You've heard of multiple processors. Multi-CPU systems have been around for decades, culminating in the multi-core-single-die CPUs in today's mainstream computers; multiple-GPU graphics cards were common in the days of 3dfx (hell, that was before graphics card processors were even described by the moniker "GPU"). These drives, the WD RE4 and Caviar Black hard drives feature a pair of processors onboard.

What benefits do multi-CPU drive controllers offer? Quite simply, doubling the processing power of a hard drive should increase its performance noticeably--and platter drive manufacturers are looking for any way to compete with SDD drives in performance (obviously, the former already has the latter trumped in terms of capacity). The dual CPU architecture should just about max out the efficiency of the big buffer.

 

Meanwhile, what's up with a pair of actuators?
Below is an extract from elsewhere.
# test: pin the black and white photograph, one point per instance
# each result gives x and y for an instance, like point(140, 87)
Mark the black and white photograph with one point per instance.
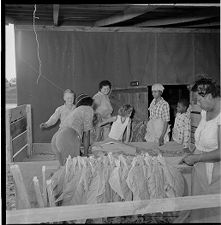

WD employs a traditional actuator to zap the drive heads to the right general area of the sought-after data, and then kicks the show off to a piezoelectric actuator to quickly zoom in on the exact location. The one-two punch is supposed to reduce "short" seek times to right around 0.4 milliseconds.

That's a heck of a task with four platters each weighing in at 500GB. To extend the life of such dense drives, WD employs NoTouch Ramp Load technology. That means that, unlike CSS (contact start stop) based drives, WD drives make sure the heads and the discs never touch each other.

 

That all adds up to terrific theoretical performance with a low chance of data loss. We obviously can't test the longevity of hard drives (unless you give us ten or so years to report back), but performance is something we can easily quantify.